Figure 5.

The expression of p53 is dispensable for the endoplasmic reticulum stress-mediated autophagy-associated cell death of colon cancer cells treated sequentially with CLC and BTZ. HCT-116 or HCT-8 cells were pre-incubated with PTF-α (50 µM) for 1 h. (A and B) Cells in each indicated condition were harvested and blotted with the indicated antibodies. β-actin served as the internal control. (C) Cytosolic and mitochondrial Ca²⁺ levels in HCT-116 cells were determined using Fluo3-AM and Rhod2-AM, respectively. (D) Subcellular distribution of LC3-I/II and LAMP1 in HCT-116 cells. Cells were observed under a confocal microscope (magnification, ×400). Green fluorescence indicates LC3-I/II, and red fluorescence indicates LAMP1. The results are representative of three independent experiments.
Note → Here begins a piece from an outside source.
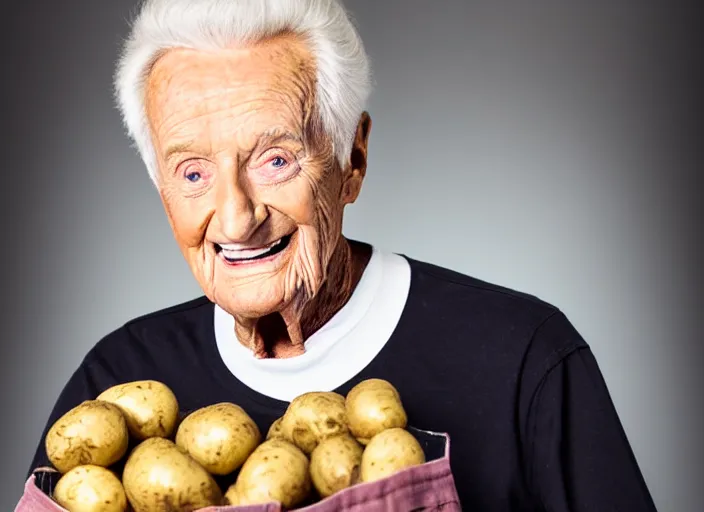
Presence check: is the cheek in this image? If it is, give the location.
[161,188,209,250]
CLC, celecoxib; BTZ, bortezomib; PFT-α, pifithrin-α; LC3-I/II, microtubule-associated protein 1A/1B-light chain 3; LAMP1, lysosomal-associated membrane protein 1; DMSO, dimethyl sulfoxide control; CHOP, CCAAT-enhancer-binding protein homologous protein; p-, phosphorylated; JNK, c-Jun N-terminal kinase; PARP, poly (ADP-ribose) polymerase.